Теория Розье о «механическом сознании» предполагает машину, которая постепенно заменяет отдельные элементы человеческого мозга, имитируя их роль в обмене информации, например, системой шкивов или гидравлическим механизмом, который, подобно тому, как хорошо сконструированное механическое сердце будет гнать кровь по сосудам не хуже естественной сердечной мышцы, с таким же совершенством должно исполнять функцию органа, заключенного в нашем черепе. Место, где в этом механизме помещается сознание, будет так же невидимо и так же лишено существования, как красивая китаянка, возникающая в результате коллективного акта символической манипуляции, проделанной группой не понимающих языка переводчиков. Где-то внутри предлагаемой машины размером примерно с нашу планету, среди приводов и шкивов, отполированных трубок и насосов, будут жить мысли, идеи и ощущения; это будет существо, не знающее, как оно было создано, вероятно, желающее это узнать, обладающее разумом, способным отвечать на наши вопросы — если бы только у него было средство общения с нами, а у нас — общения с ним.
Или можно себе представить огромную игру, в которую играет не персонал библиотеки, а все население земного шара. Каждый человек получает письма от других игроков, в конверты вложены только визитные карточки с именем и адресом отправителя; в зависимости от того, сколько он получил карточек, человек посылает свои собственные визитные карточки игрокам, включенным в его список знакомых. Образовавшаяся сеть общения, если первоначальные списки были правильно составлены, может, на наш взгляд, имитировать работу мозга, при этом узнавание нового соответствует собиранию новых адресов, но мысль присутствует только благодаря бесчисленным взаимодействиям индивидуумов, у которых существует немного забот, отвлекающих от игры, и которые действуют по определенным правилам, не понимая их смысла.
Таким образом, Розье предлагает создание всемирной сети информации, которая, если она достаточно расширится и если ее построение будет правильным, в конце концов сможет думать, хотя у нас не будет никакой возможности узнать, какие мысли посещают ее ум. Это будет мозг, составленный из отдельных людей, и скорость его мышления будет зависеть от налаженной почтовой службы, которая, надо признать, совершенствуется с каждым днем.

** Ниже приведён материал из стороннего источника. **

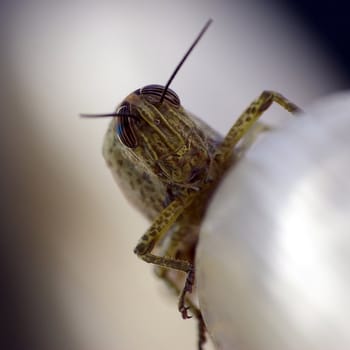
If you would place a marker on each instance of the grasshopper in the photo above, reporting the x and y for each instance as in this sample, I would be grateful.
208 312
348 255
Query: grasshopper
168 163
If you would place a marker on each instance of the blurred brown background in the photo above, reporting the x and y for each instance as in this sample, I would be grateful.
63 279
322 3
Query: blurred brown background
69 278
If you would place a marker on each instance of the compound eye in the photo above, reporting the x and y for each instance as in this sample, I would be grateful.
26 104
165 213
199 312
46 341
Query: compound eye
126 126
155 92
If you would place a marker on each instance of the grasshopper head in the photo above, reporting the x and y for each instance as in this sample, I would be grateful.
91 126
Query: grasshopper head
162 136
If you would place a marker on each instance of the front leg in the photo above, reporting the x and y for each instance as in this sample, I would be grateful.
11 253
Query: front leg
159 227
248 119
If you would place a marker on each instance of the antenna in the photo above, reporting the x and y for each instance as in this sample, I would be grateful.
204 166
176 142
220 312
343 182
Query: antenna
107 115
185 57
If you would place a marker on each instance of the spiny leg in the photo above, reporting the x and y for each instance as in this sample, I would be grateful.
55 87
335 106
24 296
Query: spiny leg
249 117
159 227
202 331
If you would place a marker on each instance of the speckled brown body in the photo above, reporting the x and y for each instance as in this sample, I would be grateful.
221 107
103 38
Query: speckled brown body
168 162
182 156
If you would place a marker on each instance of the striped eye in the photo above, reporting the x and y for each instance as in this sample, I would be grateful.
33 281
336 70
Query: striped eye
155 92
126 126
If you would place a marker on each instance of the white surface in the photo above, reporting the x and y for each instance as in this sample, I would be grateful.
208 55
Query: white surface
273 263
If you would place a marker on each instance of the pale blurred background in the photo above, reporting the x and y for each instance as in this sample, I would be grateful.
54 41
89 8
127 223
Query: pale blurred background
69 277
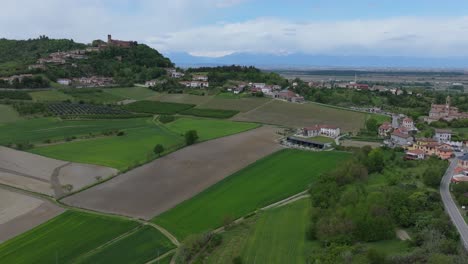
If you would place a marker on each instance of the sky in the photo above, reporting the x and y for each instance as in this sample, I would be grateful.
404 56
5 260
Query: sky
416 28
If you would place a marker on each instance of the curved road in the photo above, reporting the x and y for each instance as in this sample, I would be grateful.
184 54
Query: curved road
450 206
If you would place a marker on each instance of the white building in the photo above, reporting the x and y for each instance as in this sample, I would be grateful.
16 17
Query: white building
64 81
321 130
443 135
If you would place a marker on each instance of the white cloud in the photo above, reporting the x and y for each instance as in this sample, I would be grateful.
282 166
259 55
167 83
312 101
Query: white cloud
396 36
175 25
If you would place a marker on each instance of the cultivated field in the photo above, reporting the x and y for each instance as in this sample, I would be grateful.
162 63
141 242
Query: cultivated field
41 129
50 96
208 128
240 104
120 152
181 98
266 181
63 239
143 245
8 114
155 107
135 93
301 115
162 184
20 213
277 236
47 176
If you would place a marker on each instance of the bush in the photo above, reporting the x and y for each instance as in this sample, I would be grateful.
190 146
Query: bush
191 137
166 119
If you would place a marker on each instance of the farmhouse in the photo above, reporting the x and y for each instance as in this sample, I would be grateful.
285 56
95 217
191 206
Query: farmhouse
120 43
401 138
290 96
385 129
443 135
321 130
201 78
64 81
445 112
306 142
415 154
36 67
408 123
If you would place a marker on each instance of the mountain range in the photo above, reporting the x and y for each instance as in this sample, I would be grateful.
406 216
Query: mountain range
299 60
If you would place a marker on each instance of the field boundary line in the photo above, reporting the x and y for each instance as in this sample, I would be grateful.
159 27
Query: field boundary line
52 200
172 251
108 243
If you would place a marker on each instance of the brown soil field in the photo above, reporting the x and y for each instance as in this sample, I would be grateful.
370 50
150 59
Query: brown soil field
162 184
19 213
47 176
241 104
301 115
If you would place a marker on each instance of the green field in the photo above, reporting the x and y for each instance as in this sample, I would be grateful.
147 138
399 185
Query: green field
63 239
136 93
240 104
211 113
8 114
140 247
120 152
303 115
277 236
50 96
40 129
155 107
208 128
268 180
94 95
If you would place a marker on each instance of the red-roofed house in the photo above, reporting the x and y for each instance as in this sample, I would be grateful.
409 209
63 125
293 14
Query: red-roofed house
385 129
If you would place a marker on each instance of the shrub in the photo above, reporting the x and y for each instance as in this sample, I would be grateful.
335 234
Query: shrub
191 137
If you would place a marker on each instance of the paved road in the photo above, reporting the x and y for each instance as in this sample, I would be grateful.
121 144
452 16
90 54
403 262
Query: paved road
450 206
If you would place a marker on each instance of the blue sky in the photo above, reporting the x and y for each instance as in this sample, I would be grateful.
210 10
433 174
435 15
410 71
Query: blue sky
422 28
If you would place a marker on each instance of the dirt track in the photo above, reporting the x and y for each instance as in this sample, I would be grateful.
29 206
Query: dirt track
162 184
19 213
47 176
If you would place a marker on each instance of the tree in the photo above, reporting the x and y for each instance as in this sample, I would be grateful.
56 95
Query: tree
371 125
158 149
375 161
191 137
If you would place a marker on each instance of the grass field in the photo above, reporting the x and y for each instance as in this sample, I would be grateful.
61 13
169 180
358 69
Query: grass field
181 98
155 107
302 115
140 247
50 96
8 114
208 128
136 93
277 236
63 239
241 104
211 113
268 180
38 130
120 152
92 95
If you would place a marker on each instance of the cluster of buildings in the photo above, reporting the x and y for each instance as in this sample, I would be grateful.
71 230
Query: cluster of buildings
19 77
444 112
87 82
274 91
198 81
306 137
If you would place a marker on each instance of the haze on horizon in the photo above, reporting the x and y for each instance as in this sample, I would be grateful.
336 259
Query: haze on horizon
419 28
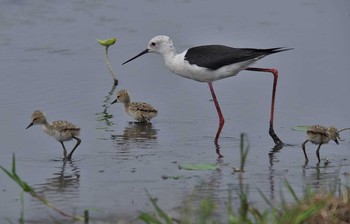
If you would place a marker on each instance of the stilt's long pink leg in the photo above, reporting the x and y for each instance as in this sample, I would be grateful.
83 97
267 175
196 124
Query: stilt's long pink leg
272 133
221 118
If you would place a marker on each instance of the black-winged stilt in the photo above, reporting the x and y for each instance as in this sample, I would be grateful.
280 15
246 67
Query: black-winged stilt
213 62
320 135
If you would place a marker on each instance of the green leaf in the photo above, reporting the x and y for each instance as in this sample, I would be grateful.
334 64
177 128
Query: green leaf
107 42
301 128
165 177
199 166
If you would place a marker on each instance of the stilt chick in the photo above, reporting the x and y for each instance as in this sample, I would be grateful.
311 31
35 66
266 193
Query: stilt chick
140 111
320 135
61 130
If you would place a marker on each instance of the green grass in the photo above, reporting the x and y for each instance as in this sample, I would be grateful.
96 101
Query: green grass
312 208
27 189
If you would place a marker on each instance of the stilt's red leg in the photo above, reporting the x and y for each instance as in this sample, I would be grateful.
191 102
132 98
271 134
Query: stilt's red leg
221 118
272 133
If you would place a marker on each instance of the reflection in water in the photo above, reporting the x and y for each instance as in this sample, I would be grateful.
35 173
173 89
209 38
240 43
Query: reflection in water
217 150
204 191
320 176
136 135
66 181
272 158
104 116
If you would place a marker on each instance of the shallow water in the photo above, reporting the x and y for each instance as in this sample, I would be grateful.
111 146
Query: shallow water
51 61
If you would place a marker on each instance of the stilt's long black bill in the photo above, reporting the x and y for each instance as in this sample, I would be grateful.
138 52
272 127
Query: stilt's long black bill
142 53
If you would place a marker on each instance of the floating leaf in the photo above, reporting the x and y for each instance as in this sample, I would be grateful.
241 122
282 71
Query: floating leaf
107 42
199 166
301 128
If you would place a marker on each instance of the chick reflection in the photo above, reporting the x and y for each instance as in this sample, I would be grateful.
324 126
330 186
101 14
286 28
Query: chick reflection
137 135
66 180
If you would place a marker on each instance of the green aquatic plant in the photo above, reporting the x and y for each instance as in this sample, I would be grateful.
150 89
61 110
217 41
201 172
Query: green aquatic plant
107 43
28 189
312 208
198 166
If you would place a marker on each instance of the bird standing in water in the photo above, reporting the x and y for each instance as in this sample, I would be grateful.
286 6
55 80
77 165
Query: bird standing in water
320 135
140 111
210 63
61 130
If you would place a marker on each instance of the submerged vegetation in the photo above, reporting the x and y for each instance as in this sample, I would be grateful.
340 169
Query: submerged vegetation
331 206
328 207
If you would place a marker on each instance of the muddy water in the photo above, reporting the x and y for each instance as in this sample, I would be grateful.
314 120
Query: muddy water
51 61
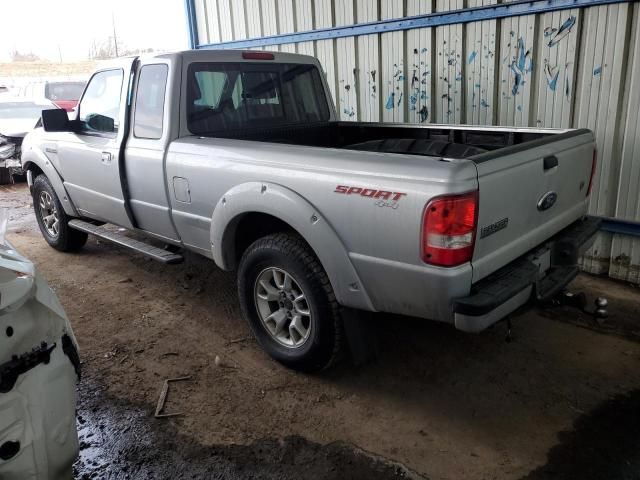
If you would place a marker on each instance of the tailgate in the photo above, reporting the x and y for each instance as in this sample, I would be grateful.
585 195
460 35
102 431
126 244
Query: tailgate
527 194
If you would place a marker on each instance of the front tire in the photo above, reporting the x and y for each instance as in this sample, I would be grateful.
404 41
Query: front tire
52 219
287 299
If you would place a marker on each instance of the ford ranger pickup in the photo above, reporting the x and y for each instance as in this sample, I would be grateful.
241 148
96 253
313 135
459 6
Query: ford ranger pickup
240 157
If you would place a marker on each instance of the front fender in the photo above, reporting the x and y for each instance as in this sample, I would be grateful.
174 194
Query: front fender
290 207
34 156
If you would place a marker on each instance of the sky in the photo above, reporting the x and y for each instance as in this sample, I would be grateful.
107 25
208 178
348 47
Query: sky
68 28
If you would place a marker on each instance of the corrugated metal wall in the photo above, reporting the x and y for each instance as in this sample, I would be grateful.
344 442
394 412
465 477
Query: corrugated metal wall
568 68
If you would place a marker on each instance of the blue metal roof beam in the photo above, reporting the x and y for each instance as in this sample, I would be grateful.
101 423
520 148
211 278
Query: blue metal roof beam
465 15
192 23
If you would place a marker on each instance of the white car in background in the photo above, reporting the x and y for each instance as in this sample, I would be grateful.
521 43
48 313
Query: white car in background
18 116
63 93
39 365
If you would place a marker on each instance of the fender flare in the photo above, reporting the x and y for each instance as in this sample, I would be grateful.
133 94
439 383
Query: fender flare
290 207
37 157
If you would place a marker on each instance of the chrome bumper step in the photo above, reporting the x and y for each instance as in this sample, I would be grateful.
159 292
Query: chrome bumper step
104 233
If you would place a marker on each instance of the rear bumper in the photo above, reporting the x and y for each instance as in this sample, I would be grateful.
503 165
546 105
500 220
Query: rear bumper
540 275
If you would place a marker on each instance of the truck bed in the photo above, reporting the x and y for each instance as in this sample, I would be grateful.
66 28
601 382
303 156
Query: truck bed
433 140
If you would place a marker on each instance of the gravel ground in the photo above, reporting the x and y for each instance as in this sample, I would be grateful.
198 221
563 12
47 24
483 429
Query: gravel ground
562 400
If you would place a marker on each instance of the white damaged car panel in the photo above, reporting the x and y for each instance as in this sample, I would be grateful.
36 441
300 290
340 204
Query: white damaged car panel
39 366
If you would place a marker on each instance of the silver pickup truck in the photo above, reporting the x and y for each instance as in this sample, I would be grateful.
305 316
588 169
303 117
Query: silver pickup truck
239 156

Наши первоначальные эксперименты с «механическим сознанием» были основаны на работе Раймунда Луллия, чья работа «Ars Magnum» содержит таблицы, согласно которым, следуя строгим правилам, можно вывести логические утверждения путем отбора и комбинаций определенных фраз. Согласно принципам Луллия, многим удалось создать еще более совершенные и разносторонние механизмы, состоящие из концентрических металлических дисков с тонкой гравировкой; в результате вращения этих дисков совершенно независимо от воли вращающего возникают целые фразы и предложения, содержащие идеи, которые проистекают всего лишь из случайной комбинации слов, выгравированных на полированной поверхности дисков. Такая машина, если она достаточно велика, способна создать связный письменный текст, и разработанная Розье теория «механической литературы» утверждает, что такой метод когда-нибудь заменит далекий от совершенства труд авторов, являющийся пока что единственным способом написания книг. Наши эксперименты в области «искусственной литературы» дали фрагментарные и условные результаты, но они позволяют надеяться на достижение значительного прогресса, когда будут разработаны все возможности, заложенные в «механической поэзии» Николаса Клери; однако, чтобы дать представление о стоящих на этом пути трудностях, можно упомянуть проблему «трех прилагательных», которая до сих пор не разрешена и, возможно, не поддается разрешению.